Seeds of something fine
The stuff of dreams
When I was a little girl, my dad used to take me on special outings, just him and me, to a place he didn’t take my mom or my sister. I remember feeling so special that these outings were just for us, and that he had picked me to help him with whatever he was working on — my dad took me to the hardware store.
I can’t have been very old when the tradition started. While cleaning out the basement at my parents’ house I found I card I made for dad at the age of 5 that said “Happy Father’s Day! Thanks for taking me to the hardware store.”
My memories of the trips to the store are quite vague, but the feeling of excitement I got as we approached the sliding glass doors is something that still flutters within me when I go in a hardware store.
I can remember standing in the aisle where the nails and screws were kept in bright plastic bulk bins and staring for what felt like hours, trying to imagine what kinds of projects people would be doing that would demand each particular kind of nail or screw or bolt. Of course the things I imagined were a great deal more elaborate than reality, but I think that’s what I liked about it.
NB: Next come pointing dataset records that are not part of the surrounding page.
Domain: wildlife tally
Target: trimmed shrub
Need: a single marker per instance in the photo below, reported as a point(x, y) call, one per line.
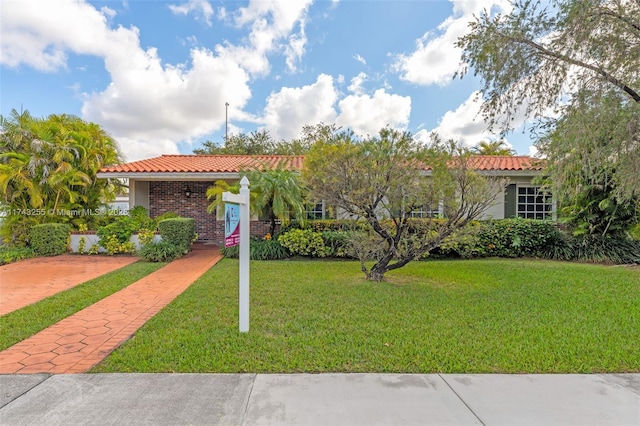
point(49, 239)
point(180, 232)
point(518, 237)
point(160, 252)
point(596, 248)
point(13, 254)
point(303, 242)
point(336, 243)
point(259, 250)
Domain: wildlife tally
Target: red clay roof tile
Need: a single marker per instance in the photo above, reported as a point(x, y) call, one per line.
point(207, 164)
point(237, 163)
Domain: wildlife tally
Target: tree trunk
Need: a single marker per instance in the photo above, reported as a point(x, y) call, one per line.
point(376, 273)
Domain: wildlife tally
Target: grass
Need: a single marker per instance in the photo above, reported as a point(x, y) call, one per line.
point(510, 316)
point(18, 325)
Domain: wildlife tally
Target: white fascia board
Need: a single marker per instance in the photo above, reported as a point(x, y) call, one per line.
point(169, 176)
point(499, 173)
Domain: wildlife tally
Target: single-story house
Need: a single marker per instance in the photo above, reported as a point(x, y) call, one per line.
point(178, 183)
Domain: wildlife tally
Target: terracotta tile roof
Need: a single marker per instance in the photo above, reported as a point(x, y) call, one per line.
point(237, 163)
point(207, 164)
point(506, 163)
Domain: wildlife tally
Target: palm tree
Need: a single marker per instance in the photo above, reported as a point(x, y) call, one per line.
point(492, 148)
point(279, 195)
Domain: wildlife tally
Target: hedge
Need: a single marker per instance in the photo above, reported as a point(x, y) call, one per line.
point(49, 239)
point(180, 232)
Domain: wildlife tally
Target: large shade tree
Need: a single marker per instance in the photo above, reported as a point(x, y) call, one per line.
point(383, 180)
point(575, 65)
point(48, 166)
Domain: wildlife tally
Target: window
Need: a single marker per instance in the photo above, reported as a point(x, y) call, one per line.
point(534, 203)
point(427, 211)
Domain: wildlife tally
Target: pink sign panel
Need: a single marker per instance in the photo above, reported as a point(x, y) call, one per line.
point(231, 225)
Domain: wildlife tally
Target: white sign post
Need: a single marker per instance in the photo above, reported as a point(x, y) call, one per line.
point(243, 200)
In those rows and rows of bins were the raw materials of infinite possibilities.
When we took Lyla on a trip to the hardware store recently, I was giddy as we drove, remembering how much I loved those trips with my dad.
We strapped her in the cart and made a mad dash for the things we absolutely had to get done, hoping her patience would hold out. It was stressful. It was busy. It was frustrating. Lyla was bored and tired and felt like she wasn’t getting near enough attention.
So I asked her to help. I gave her a special item to look for and held her hand and we walked along the aisles together. Suddenly this place we were in was not a torture chamber, it was a place of wonder.
She pointed to and exclaimed the name of literally every color we saw as though she had never imagined there could be that many shades of green in one place — and maybe she hadn’t.
At the entrance to every aisle she pointed and gasped as though she’d miraculously found the one I was looking for, the Shangri La of hardware —“It’s this one, Mommy!” she cried.
It took us a good 15 minutes to cross maybe 50 feet of floor. But it made me slow down and see all that she was seeing. To her, every aisle potentially held exactly what we needed. Having a specific part to play in the project we were undertaking transformed her surroundings to a world of possibilities.
That’s why you go to a hardware store, right? Anything you can think up that you want to build to make life better or fix a problem, you start at the hardware store. To me, as a kid, it was an actual store you could go to and literally find the things that dreams are made of.
I think that’s still why I get excited, particularly when I smell those familiar smells at the doorway: the fresh-cut lumber being sized just right, the paint being mixed to somebody’s ideal shade, the plants in the greenhouse that will soon fill somebody’s perfectly-planned garden or window box. All of it is on its way to taking the shape of somebody’s dream.